貴族時代の経験、そしてギルドでの実戦的な運営力。その両方が、今、戦場を支えていた。
「クラリッサさん、やばい! 右から、あれ――ボアじゃない、もっとでかい……!」
前線の若者が叫ぶ。そこに現れたのは、全身を硬い鱗で覆われた巨大なモンスター、オールド・スケイルウルフ。
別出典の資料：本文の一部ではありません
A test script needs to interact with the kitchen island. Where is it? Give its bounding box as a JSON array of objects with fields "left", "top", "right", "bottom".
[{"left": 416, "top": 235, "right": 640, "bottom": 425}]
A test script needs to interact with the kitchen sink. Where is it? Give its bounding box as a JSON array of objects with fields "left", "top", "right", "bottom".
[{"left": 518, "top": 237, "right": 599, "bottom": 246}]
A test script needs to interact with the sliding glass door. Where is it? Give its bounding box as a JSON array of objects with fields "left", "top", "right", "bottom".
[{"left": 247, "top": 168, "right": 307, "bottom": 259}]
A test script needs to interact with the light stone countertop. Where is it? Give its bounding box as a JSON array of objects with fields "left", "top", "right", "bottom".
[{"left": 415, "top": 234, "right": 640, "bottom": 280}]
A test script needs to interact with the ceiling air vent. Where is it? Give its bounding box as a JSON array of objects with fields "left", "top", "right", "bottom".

「耐えられない! こっちにはタンクも足りてないのに!」
後方にいたエドガーが、剣を抜いた。だが、それより早く――
「下がれ、全部下がれッ!」
クラリッサが叫んだ。
彼女は腰の後ろから、古びた銀の指輪を取り出す。
「……“炎よ、我が手のひらにて牙を成せ”――」
その指輪は、彼女がかつて家にいた頃、叙爵の証として授けられたものだった。
「“フレイム・レイピア”!」
空中に赤い閃光が走り、クラリッサの手に炎の剣が生まれる。
「嘘だろ、クラリッサさんって、魔法剣士なの……?」
誰かが呟いたが、彼女はそれを無視して、一歩前に出た。
そして、叫ぶ。
「“お嬢様”なんて呼ばれるのはごめんだけど――」
「誰かが前に立たなきゃ、皆が死ぬ。それなら、あたしが行くしかないじゃない!」
スケイルウルフが咆哮する。だがクラリッサは怯まない。
後方支援? 受付嬢? そんな枠に、もう彼女は収まらない。
「ギルドの受付は、あんたたち全員の命と生活、守る場所なんだよ!」
彼女は真っすぐに駆けた。まるで、昔の自分と決別するように。